D. Its secretion is decreased by the catecholamines.

E. Its secretion is increased by amino acids.

F. Its synthesis involves a nonfunctional precursor that gets cleaved to yield a functional molecule.

Correct answer = D. Secretion of insulin by pancreatic β cells is inhibited by the catecholamines, whereas glucagon secretion by the α cells is stimulated by them. All of the other statements are true for both insulin and glucagon.

 

23.2 In which one of the following tissues is glucose transport into the cell insulin dependent?

A. Adipose

B. Brain

C. Liver

D. Red blood cells

Correct answer = A. The glucose transporter (GLUT-4) in adipose (and muscle) tissue is dependent on insulin. Insulin results in transport of GLUT-4 from intracellular vesicles to the cell membrane. The other tissues in the list contain GLUTs that are independent of insulin because they are always located on the cell membrane.

 

23.3 A 39-year-old woman is brought to the emergency room complaining of weakness and dizziness. She recalls getting up early that morning to do her weekly errands and had skipped breakfast. She drank a cup of coffee for lunch and had nothing to eat during the day. She met with friends at 8 p.m. and had a few drinks. As the evening progressed, she soon became weak and dizzy and was taken to the hospital. Laboratory tests revealed her blood glucose was 45 mg/dl (normal = 70– 99). She was given orange juice and immediately felt better. The biochemical basis of her alcohol-induced hypoglycemia is an increase in:

A. fatty acid oxidation.

B. the ratio of the reduced-to-oxidized forms of nicotinamide adenine dinucleotide.

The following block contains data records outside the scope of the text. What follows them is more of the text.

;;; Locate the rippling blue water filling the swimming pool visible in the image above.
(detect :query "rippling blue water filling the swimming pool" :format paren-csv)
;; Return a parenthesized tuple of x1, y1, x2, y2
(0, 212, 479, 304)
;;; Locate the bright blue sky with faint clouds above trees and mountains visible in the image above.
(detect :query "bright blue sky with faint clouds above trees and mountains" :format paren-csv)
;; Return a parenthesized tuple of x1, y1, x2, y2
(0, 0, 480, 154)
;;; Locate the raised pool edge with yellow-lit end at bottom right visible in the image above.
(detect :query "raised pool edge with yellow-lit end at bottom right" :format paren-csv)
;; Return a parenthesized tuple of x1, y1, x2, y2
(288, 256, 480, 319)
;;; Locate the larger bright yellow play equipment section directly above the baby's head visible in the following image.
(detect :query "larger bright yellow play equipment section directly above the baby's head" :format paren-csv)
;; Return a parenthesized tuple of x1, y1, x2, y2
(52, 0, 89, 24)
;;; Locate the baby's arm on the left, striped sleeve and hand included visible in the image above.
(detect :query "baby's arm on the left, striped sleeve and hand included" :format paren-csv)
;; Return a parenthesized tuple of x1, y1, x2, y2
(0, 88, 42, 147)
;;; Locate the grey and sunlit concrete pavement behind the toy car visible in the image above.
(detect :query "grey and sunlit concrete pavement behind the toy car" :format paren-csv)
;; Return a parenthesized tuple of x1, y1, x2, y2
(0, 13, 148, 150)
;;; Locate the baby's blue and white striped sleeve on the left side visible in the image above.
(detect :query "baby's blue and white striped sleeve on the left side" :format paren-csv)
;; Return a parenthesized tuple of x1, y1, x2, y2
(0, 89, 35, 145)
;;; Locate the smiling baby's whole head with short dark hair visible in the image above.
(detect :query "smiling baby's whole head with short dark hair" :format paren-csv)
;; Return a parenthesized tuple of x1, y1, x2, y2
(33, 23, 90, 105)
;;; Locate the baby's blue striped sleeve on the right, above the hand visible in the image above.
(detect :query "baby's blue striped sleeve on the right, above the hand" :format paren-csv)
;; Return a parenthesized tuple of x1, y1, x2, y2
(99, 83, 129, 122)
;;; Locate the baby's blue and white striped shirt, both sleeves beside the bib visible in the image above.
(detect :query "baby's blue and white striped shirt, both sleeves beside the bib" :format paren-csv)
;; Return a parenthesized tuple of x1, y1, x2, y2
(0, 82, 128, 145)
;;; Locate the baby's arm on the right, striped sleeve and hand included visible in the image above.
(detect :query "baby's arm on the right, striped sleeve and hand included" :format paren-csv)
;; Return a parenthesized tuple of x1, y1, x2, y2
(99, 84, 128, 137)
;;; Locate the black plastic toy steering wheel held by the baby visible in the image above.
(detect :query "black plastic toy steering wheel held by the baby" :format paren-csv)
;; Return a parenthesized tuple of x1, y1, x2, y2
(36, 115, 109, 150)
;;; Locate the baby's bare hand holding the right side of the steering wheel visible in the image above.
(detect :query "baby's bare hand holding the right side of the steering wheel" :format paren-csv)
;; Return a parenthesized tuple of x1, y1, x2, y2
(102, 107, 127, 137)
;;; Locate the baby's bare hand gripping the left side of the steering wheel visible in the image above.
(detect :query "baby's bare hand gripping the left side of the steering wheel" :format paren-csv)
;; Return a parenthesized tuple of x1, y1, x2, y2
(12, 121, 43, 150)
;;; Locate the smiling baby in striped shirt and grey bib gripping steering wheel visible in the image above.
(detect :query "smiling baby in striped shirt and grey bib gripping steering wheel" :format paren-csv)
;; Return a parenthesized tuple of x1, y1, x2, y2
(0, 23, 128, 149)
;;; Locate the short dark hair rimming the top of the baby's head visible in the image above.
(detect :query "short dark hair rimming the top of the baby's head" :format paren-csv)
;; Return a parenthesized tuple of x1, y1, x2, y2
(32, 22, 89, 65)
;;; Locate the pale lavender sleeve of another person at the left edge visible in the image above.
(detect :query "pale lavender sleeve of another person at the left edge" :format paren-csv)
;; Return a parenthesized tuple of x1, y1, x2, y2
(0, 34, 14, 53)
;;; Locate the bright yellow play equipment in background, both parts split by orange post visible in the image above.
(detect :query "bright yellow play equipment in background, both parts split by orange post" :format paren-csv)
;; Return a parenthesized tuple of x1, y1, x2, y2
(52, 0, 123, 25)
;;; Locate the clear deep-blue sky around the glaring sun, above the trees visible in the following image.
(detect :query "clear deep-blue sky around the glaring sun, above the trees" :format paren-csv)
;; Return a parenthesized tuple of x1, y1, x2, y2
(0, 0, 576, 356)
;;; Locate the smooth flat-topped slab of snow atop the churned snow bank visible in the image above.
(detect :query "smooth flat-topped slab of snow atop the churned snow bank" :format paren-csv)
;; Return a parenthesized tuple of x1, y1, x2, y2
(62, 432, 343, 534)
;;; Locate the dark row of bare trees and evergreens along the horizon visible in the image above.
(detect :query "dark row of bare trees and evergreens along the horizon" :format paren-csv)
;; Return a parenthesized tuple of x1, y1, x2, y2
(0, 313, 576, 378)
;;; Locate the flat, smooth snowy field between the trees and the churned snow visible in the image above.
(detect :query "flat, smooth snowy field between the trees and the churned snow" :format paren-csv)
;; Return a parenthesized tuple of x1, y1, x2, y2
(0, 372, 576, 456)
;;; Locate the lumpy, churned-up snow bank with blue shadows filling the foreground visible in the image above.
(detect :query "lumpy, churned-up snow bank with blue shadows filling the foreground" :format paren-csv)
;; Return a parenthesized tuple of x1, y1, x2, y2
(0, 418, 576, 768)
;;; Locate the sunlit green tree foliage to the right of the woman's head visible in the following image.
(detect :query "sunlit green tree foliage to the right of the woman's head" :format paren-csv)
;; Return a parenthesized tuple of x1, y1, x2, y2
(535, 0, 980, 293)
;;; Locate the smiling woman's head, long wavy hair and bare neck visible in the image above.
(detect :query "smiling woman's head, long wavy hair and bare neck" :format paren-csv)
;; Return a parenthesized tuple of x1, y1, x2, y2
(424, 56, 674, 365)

C. oxaloacetate and pyruvate.

D. use of acetyl coenzyme A in fatty acid synthesis.

Correct answer = B. The oxidation of ethanol to acetate by dehydrogenases is accompanied by the reduction of nicotinamide adenine dinucleotide (NAD+) to NADH. The rise in NADH shifts pyruvate to lactate and oxaloacetate (OAA) to malate, decreasing the availability of substrates for gluconeogenesis and resulting in hypoglycemia. The rise in NADH also reduces the NAD+ needed for fatty acid oxidation. The decrease in OAA shunts any acetyl coenzyme A produced to ketogenesis. Note that the inhibition of fatty acid degradation results in their reesterification into triacylglycerol that can result in fatty liver.

 

23.4 A patient is diagnosed with an insulinoma, a rare neuroendocrine tumor, the cells of which are derived primarily from pancreatic β cells. Which of the following would logically be characteristic of an insulinoma?

A. Decreased body weight

B. Decreased connecting peptide in the blood

C. Decreased glucose in the blood

D. Decreased insulin in the blood

Correct answer = C. Insulinomas are characterized by constant production of insulin (and, therefore, of C-peptide) by the tumor cells. The increase in insulin drives glucose uptake by tissues such as muscle and adipose that have insulin-dependent glucose transporters, resulting in hypoglycemia. The hypoglycemia is insufficient to suppress insulin production and secretion, however. Insulinomas, then, are characterized by increased blood insulin and decreased blood glucose. Insulin, as an anabolic hormone, results in weight gain.

 

23.5 In a patient with an even rarer glucagon-secreting tumor derived from the α cells of the pancreas, how would the presentation be expected to differ relative to the patient in Question 23.4?

A glucagon-secreting tumor of the pancreas (glucagonoma) would result in hyperglycemia, not hypoglycemia. The constant production of glucagon would result in constant gluconeogenesis, using amino acids from proteolysis as substrates. This results in loss of body weight.